It’s responsible for that laundry list of things to do that creeps in while you’re trying to fall asleep. It’s responsible for the anxiety or worry about the future that creeps in while you’re having a nice hot shower. It’s responsible for the judgment that creeps in while you’re on the yoga mat waiting for the next cue from your teacher that’s ‘moving too slowly.’
Meditation is a wonderful way to tame this monkey mind, or overactive mind. But it can be intimidating because of many misconceptions—you have to sit a certain way, wear a certain thing, think of nothing or block all emotion from your mind.
None of this is true. You can meditate anywhere, at anytime, for any length of time.
Your mind does NOT need to be free from thought. On the contrary, your monkey mind is completely natural. Often in the very first moments of meditation, your thoughts run rampant. Emotions wash over you. Anxieties creep in. This is actually a good thing because this means your mind is clear and calm.
You can now recognize these thoughts, emotions, anxieties. Once your are conscious of your deepest thoughts and feelings, you can work with them, become one with them.
An old teacher of mine use to say, through meditation you can ‘make friends with the monkey mind.’ I love this idea. So don’t judge yourself for your monkey mind. Embrace it, make friends with it. Here are my 3 best meditation practices to tame that monkey mind.
Give your monkey mind something to do. Have it focus on the breath. Simply be aware of breathing in, then breathing out.
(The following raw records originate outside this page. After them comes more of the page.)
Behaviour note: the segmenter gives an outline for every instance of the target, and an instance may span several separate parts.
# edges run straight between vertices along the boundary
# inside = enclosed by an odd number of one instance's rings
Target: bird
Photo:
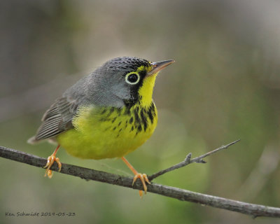
[[[121,158],[139,178],[145,194],[146,174],[141,174],[125,158],[141,146],[154,132],[158,111],[153,92],[158,73],[174,62],[158,62],[135,57],[111,59],[80,78],[46,111],[31,144],[48,140],[57,144],[43,168],[45,176],[55,162],[62,168],[57,153],[62,147],[72,156],[101,160]],[[139,190],[140,196],[143,190]]]

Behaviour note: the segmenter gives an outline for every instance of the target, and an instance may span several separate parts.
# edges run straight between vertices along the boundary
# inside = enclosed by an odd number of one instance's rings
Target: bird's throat
[[[146,77],[143,80],[142,86],[139,88],[139,102],[143,107],[149,107],[153,101],[153,91],[157,74]]]

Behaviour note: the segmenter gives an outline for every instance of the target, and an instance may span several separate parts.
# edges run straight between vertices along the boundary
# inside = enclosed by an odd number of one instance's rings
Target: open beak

Breathe in. Breathe out. Breathe in. Breathe out.
All of a sudden, monkey mind will come back. That’s ok. Don’t block emotions or thoughts from coming. Let them pop in and they’ll pop back out as soon as you bring your awareness back to the breath. You can do this for as short as a minute, or as long as you’d like.
Another great way to tame an overactive mind is through yoga nidra or deep, effortless, body relaxation. It’s also referred to as yogic sleep.
It takes you to a state of consciousness between sleep and awake. While it’s often found at the end of asana, yoga nidra can also be practiced on its own. It’s a fantastic way to calm the mind and clear your head. It’s a beautiful journey of sensory awareness around your physical body.
Nadi Shodhana, or alternate nostril breathing, is another great way to calm the overactive mind. While it technically is a pranayama technique, I’m including it in this list anyway. Please forgive the blurring of lines as it’s such a great way to calm the mind—anywhere and at any time.
It can serve as a quick pick me up in the middle of a stressful day at work, or as a morning ritual to get the day going, or even as a way to calm down in the middle of a busy airport this holiday season.
Take your right hand into Vishnu mudra by placing the tips of the index and middle fingers down into the palm of the hand, at the base of the thumb. Throughout this breathing technique, you will use the right thumb to close the right nostril, and the right ring and pinky fingers to close the left nostril as you alternate rounds of inhalations and exhalations.
We we could go on and on about each of these techniques as there is so much to say about each one, but wanted to provide you with a short list that can make their way into your life when you need to tame that monkey mind. Let us know which one you like best!